When faced with a family law issue you may feel overwhelmed and unsure how to go about finding the right attorney for you and your case. Here is a list of questions you will want answered by any attorney you are considering to retain.

  1. Are you experienced in Family Law?

Many lawyers practice in firms that handle a wide range of cases, from civil law to family law. Even though family law is a course most lawyers have studied in law school, you will be better assisted if your attorney specializes in family law.  They will be more skillful in answering your questions and fulfilling your needs without wasting your time and trying to relearn the material.

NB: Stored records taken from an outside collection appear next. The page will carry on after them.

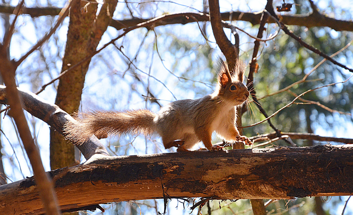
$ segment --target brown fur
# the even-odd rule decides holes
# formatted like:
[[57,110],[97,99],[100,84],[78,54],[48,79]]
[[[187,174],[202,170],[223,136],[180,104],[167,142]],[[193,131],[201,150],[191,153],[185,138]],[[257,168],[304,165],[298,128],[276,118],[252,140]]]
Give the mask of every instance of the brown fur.
[[202,141],[210,151],[218,150],[211,143],[212,132],[228,141],[243,141],[250,144],[246,137],[240,136],[236,126],[236,107],[242,105],[249,95],[243,84],[246,65],[238,61],[231,73],[220,58],[218,81],[213,93],[195,99],[171,102],[157,114],[146,110],[122,111],[96,111],[80,113],[78,123],[71,123],[65,129],[67,138],[82,143],[94,134],[98,138],[108,135],[152,132],[162,137],[166,149],[175,146],[178,151],[188,151]]

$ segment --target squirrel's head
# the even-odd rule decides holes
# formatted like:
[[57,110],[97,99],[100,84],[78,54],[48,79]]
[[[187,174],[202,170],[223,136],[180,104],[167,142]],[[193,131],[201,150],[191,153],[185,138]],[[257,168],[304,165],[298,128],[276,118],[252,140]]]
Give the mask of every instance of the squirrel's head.
[[243,104],[250,94],[243,83],[247,67],[246,63],[244,61],[237,60],[235,69],[232,72],[229,72],[226,63],[220,57],[217,64],[218,81],[215,92],[222,100],[234,106]]

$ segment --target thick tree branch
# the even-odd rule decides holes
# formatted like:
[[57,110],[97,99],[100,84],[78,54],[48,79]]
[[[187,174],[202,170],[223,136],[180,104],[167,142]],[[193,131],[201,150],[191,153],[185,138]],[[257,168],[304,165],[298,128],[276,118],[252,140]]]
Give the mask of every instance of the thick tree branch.
[[[107,157],[50,173],[57,178],[59,205],[66,211],[162,198],[163,190],[171,198],[352,195],[352,158],[353,148],[347,145],[281,147]],[[13,215],[42,214],[37,195],[32,177],[0,186],[0,214],[8,213],[11,206]]]
[[[14,7],[7,5],[0,5],[0,13],[12,14],[14,9]],[[61,8],[50,7],[41,8],[25,7],[23,8],[22,13],[27,14],[32,17],[41,16],[55,16],[58,15]],[[195,13],[195,14],[199,13]],[[202,14],[202,13],[200,13]],[[221,14],[221,17],[224,21],[229,21],[231,17],[233,21],[240,20],[248,21],[253,25],[259,24],[261,17],[262,12],[248,13],[241,11],[226,12]],[[305,26],[308,28],[313,27],[328,27],[337,31],[353,31],[353,22],[351,21],[341,20],[329,17],[327,15],[316,14],[315,13],[303,14],[282,15],[282,21],[288,25]],[[206,16],[201,15],[196,17],[199,21],[209,21]],[[152,19],[152,18],[151,18]],[[143,22],[151,19],[144,19],[134,18],[130,19],[113,20],[110,24],[112,26],[119,30]],[[160,23],[156,26],[173,24],[186,24],[195,21],[192,19],[186,18],[181,15],[178,18],[166,21],[164,24]],[[274,23],[276,22],[273,19],[269,20],[269,23]]]
[[[0,103],[8,105],[6,89],[5,86],[0,85]],[[22,98],[25,110],[47,123],[60,133],[62,134],[62,127],[68,121],[76,121],[58,105],[49,103],[31,92],[23,91],[19,89],[18,92]],[[96,154],[109,156],[104,146],[94,136],[83,144],[76,146],[87,159]]]
[[[229,71],[233,71],[236,60],[239,58],[239,44],[234,45],[228,39],[223,30],[218,0],[209,0],[210,21],[213,35],[221,51],[226,57]],[[239,42],[239,40],[238,41]]]
[[[19,9],[24,1],[19,3]],[[38,187],[39,203],[43,207],[48,215],[59,215],[58,199],[54,192],[53,181],[46,172],[41,158],[39,150],[34,143],[22,109],[21,98],[16,87],[15,74],[17,66],[8,58],[7,46],[10,44],[15,23],[19,13],[16,15],[8,32],[4,37],[4,45],[0,43],[0,72],[4,82],[8,87],[6,93],[9,96],[8,104],[10,113],[16,124],[18,133],[26,150],[35,177],[35,184]],[[2,213],[6,214],[7,213]]]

  1. Do you work on a Retainer?

It is always important to ask your family law attorney if they work on a retainer.  You should also ask them if they charge an additional hourly fee when you call to speak to them or another member of the firm, such as a paralegal.  Sometimes, when you hire an attorney, you may assume the retainer fee will cover the expenses of your case.  However, there may be some hidden costs, such as filing fees, travel expenses and photocopies.  Also, make sure to inquire about payment plans and if they accept payment by credit card.

  1. How long will the process take?

For your ease of mind and patience, you should ask your attorney how long they think the case will take.  An experienced attorney, who has handled an array of family law cases, will be able to estimate how long yours will take. However, every case comes with a different set of facts and some may settle while others may go to trial.

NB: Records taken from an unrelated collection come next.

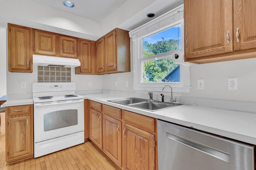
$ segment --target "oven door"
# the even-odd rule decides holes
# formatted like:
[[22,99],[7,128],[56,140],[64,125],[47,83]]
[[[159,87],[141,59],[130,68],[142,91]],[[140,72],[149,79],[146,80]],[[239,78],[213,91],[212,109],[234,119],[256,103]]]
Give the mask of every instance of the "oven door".
[[83,131],[84,99],[34,104],[34,142]]

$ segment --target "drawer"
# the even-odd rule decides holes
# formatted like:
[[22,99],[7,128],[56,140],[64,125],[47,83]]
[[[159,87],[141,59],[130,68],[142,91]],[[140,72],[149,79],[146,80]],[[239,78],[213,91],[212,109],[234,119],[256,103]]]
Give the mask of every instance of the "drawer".
[[122,119],[121,109],[104,104],[103,113],[114,118]]
[[90,107],[97,111],[102,111],[102,104],[100,103],[98,103],[96,102],[90,101]]
[[155,119],[124,110],[124,121],[149,132],[155,132]]
[[30,105],[17,106],[10,106],[8,107],[8,116],[24,114],[30,114]]

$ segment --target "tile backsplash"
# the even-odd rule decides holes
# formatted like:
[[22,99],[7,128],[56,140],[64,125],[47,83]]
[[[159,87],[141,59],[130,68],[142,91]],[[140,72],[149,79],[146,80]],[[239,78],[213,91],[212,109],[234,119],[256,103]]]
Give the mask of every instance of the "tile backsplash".
[[38,66],[38,82],[71,82],[71,68],[70,67]]

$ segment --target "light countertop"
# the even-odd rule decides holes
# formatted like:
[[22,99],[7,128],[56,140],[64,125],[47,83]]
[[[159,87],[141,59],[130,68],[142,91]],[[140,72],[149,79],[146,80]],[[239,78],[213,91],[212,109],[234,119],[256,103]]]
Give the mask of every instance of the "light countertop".
[[33,104],[33,99],[21,99],[8,100],[3,104],[3,107],[12,106],[14,106],[26,105]]
[[256,114],[188,105],[151,111],[108,102],[134,96],[100,94],[85,99],[215,134],[256,145]]

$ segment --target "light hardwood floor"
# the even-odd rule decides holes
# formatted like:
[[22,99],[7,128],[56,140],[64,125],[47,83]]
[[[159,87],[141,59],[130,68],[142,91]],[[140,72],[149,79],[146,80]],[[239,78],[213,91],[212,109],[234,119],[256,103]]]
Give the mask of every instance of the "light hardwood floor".
[[90,141],[12,164],[5,162],[5,113],[0,114],[0,170],[120,170]]

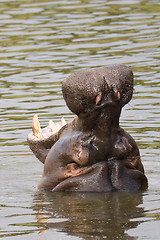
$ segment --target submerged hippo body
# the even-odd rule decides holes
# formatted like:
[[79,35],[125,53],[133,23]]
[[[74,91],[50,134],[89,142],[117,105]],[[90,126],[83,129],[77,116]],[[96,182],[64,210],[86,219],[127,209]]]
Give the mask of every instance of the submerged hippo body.
[[[39,188],[95,192],[146,189],[137,144],[119,127],[121,109],[133,93],[131,69],[111,65],[80,71],[63,81],[62,91],[67,106],[77,115],[75,119],[49,137],[28,136],[31,150],[44,163]],[[79,162],[76,151],[83,156]]]

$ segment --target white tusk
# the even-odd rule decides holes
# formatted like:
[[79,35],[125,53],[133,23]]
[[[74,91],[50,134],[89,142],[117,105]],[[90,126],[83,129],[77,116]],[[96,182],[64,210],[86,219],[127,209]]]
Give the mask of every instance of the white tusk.
[[62,124],[62,127],[67,124],[64,118],[61,118],[61,124]]
[[51,130],[54,133],[58,132],[58,127],[56,126],[56,124],[52,120],[49,121],[49,127],[51,128]]
[[32,130],[33,130],[33,135],[36,136],[37,138],[43,138],[42,132],[41,132],[41,127],[40,123],[38,120],[37,114],[33,116],[32,120]]

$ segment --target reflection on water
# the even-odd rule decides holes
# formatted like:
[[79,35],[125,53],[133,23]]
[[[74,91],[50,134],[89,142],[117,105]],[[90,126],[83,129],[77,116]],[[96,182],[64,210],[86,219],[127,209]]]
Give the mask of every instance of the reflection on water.
[[144,216],[141,203],[141,194],[39,193],[33,209],[44,237],[55,229],[80,239],[135,239],[126,231],[139,224],[132,219]]
[[[0,1],[0,237],[159,239],[159,12],[158,0]],[[37,193],[43,166],[26,143],[33,114],[42,127],[61,116],[70,121],[63,79],[113,63],[127,64],[135,74],[121,126],[139,145],[148,191]]]

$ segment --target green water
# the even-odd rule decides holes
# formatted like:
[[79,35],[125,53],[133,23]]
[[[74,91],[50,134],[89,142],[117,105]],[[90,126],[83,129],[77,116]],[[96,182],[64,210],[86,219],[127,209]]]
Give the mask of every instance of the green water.
[[[158,240],[160,235],[158,0],[0,1],[0,238]],[[32,117],[74,115],[61,82],[85,68],[126,64],[135,75],[121,126],[149,180],[143,194],[42,194],[28,148]]]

  1. Have you had any cases similar to mine?

You want to hire a lawyer who has experience in handling cases similar to yours.  The entire process will move quicker and smoother at a cheaper price, as you won’t have to pay the additional hourly fees and costs.  However, it is not fair to dismiss an attorney right off the bat.  Maybe they have a strong staff that can assist them in handling your case.

  1. What’s the difference between an uncontested divorce and a contested divorce?

An uncontested divorce is one where the parties mutually agree on the terms and issues with no disputes.  For example, some terms may include child custody, property division, or child support.  On the other hand, a contested divorce is one in which the parties don't mutually agree to the terms and issues.  In that case, a judge or jury will decide the terms of the unresolved issues.  Figure out if your case is a contested or an uncontested divorce.  A contested divorce may take longer which means you will probably spend more money on the divorce.

  1. Can I complete any tasks on my own to keep my costs down?

Filing for divorce and hiring an attorney can get quite expensive.  That’s why you should never be shy to ask you’re attorney if there is anything you can do to cut down your cost, such as communicating directly with your spouse or negotiating with your spouse.  However, sometimes a lawyer would prefer negotiating with your spouse’s attorney as they are trained in the field and may get the job done quicker.